Eine Möglichkeit, diese zu meistern, ist es, seine Kräfte zu bündeln. Durch die seit Juni 2016 offizielle Fusion von DeinDeal und MyStore will Besitzer Ringier Synergien nutzen. Um besser und innovativer zu sein als die Konkurrenz, müsse man sich auch als Marketingservice für Lieferanten und Dienstleistungspartner stetig weiterentwickeln. Henrys Ziel: Sich klar als der Schweizer Flash-Sales-Anbieter zu positionieren und die erste Adresse für «Smart Shopper» zu werden. Im Gegensatz zu den Schnäppchenjägern früherer Zeiten, sucht diese Zielgruppe gezielt nach den besten tagesaktuellen (Flash-)Angeboten für hochwertige Markenartikel.

«Die grösste Herausforderung sind die hohen Investitionen der grossen, weltweit global tätigen E-Commerce-Händler in technische Innovationen», sagt Daniel Augustin, Leiter E-Commerce & Digitales Lesen von Orell Füssli Thalia. Dementsprechend legen sie eine sehr hohe Entwicklungsgeschwindigkeit vor. Zusätzlich konzentriere sich der Markt immer mehr auf einige wenige internationale Anbieter. Ein Trend, den viele Schweizer Onlinehändler beobachten.

Wie das Unternehmen darauf reagiert?
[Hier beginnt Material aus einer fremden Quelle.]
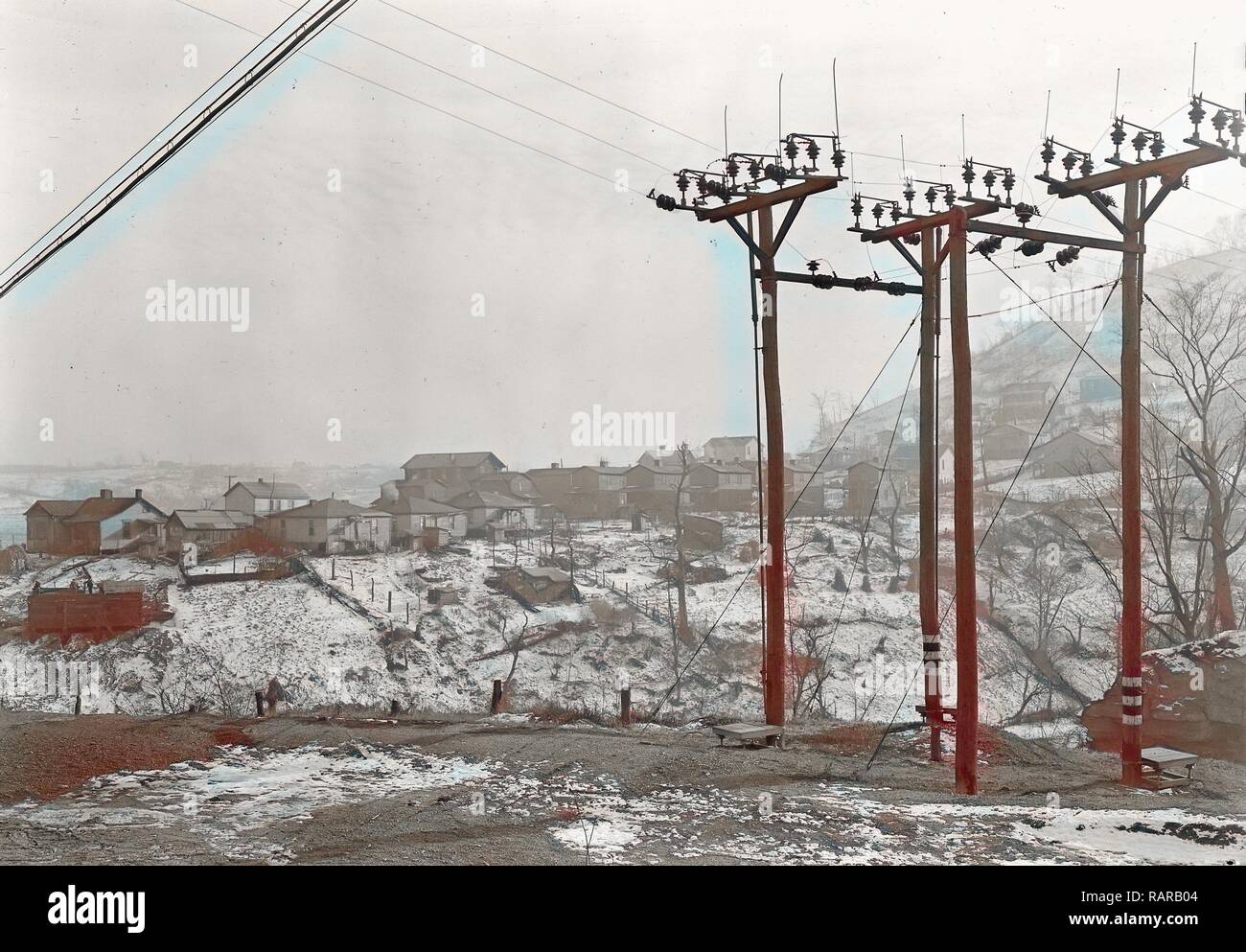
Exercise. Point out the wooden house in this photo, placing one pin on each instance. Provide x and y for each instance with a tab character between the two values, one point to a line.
262	498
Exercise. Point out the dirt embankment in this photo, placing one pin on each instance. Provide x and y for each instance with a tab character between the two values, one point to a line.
44	755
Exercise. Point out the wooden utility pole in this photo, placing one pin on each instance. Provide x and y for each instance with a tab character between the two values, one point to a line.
764	248
1135	211
955	249
927	505
1132	498
962	515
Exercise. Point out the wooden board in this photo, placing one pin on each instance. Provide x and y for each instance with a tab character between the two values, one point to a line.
747	731
1166	757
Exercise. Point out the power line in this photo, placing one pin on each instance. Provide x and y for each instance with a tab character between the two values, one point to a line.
499	96
1191	344
548	75
1230	483
977	551
146	145
428	104
873	502
758	560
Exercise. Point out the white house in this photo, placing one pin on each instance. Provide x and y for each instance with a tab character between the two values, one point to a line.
484	506
730	449
262	498
411	516
332	526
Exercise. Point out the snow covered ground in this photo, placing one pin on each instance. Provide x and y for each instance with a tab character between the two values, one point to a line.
237	801
253	803
379	639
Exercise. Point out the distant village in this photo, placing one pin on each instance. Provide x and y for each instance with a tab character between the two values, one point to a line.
448	496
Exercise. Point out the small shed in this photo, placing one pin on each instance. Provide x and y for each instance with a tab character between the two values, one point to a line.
702	533
537	585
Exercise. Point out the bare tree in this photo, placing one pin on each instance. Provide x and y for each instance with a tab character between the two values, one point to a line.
1199	346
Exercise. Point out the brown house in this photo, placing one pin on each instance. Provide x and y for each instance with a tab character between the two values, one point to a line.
597	493
519	485
206	528
100	524
457	470
805	487
553	483
723	487
537	585
1026	402
1074	453
653	490
868	486
1004	441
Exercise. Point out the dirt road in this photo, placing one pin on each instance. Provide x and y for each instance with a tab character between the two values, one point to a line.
510	790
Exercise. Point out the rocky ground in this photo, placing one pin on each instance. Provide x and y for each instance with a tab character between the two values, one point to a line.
512	789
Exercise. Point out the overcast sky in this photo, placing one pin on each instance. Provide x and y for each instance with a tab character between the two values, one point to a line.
361	299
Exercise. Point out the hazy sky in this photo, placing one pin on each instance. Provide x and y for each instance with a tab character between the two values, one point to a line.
361	299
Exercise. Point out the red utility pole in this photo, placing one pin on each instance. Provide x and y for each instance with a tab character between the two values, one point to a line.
775	589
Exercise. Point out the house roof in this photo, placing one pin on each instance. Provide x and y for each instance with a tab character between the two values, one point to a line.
441	460
656	468
55	507
263	490
1096	440
212	519
547	572
422	481
99	508
1027	386
329	508
477	499
416	507
997	428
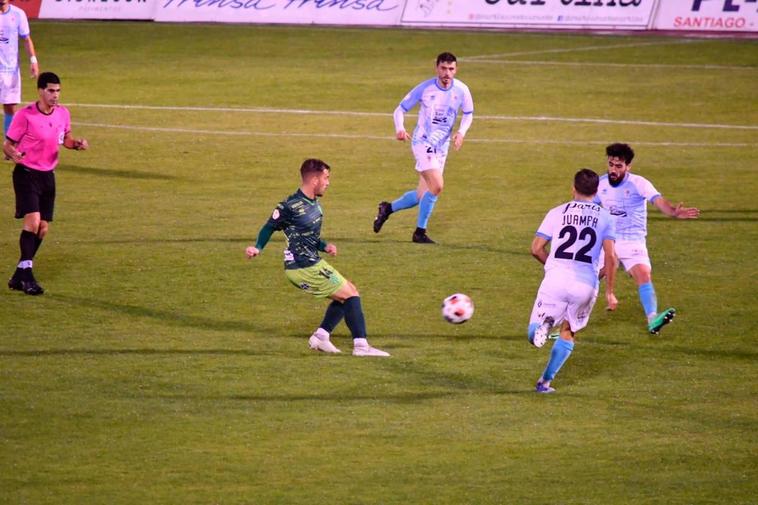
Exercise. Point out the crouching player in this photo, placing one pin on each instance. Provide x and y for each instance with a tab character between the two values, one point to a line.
578	231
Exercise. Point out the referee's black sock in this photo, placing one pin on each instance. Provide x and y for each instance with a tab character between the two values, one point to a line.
37	243
28	244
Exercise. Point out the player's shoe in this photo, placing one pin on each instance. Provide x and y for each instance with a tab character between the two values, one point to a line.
385	209
661	320
323	345
540	387
420	237
362	348
542	332
25	282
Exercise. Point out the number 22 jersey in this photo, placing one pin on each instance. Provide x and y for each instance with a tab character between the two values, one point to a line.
576	231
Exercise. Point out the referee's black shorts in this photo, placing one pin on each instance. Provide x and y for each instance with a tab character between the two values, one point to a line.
35	192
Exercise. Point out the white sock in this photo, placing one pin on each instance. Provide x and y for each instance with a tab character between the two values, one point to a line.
360	342
322	334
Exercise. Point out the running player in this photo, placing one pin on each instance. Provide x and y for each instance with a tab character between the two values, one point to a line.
441	98
300	217
578	231
626	195
13	25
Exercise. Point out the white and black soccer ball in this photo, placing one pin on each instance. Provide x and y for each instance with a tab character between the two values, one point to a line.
457	308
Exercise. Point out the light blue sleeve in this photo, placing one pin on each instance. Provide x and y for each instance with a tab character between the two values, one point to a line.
23	25
412	98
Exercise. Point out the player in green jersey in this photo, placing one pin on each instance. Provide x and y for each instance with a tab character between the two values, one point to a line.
300	217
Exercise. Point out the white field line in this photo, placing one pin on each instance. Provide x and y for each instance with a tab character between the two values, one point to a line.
613	65
391	138
266	110
580	49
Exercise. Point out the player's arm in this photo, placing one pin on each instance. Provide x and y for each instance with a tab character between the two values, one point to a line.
80	144
678	211
610	273
264	235
327	247
10	150
466	120
34	64
399	117
539	248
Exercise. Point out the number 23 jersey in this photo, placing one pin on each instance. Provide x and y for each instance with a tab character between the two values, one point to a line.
576	231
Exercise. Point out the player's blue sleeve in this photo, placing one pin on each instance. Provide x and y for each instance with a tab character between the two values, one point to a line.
264	235
412	98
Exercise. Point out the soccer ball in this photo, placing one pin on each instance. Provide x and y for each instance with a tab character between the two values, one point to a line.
457	308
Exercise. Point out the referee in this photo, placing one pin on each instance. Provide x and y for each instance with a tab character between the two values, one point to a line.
32	142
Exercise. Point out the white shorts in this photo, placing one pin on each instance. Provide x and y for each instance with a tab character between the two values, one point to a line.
10	87
631	253
429	158
572	301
Aktuell werden laut Augustin die Omnichannel-Services, inklusive Beratungskompetenz, intensiv ausgebaut. Stationäre Filialen werden mit Webshop und mobilen Lösungen verbunden, was verschiedene Mischformen von Kaufprozessen ermöglichen und den veränderten Kaufgewohnheiten der Kunden entsprechen soll. «Auch online geniessen Beratungsleistungen hohe Priorität», so Augustin.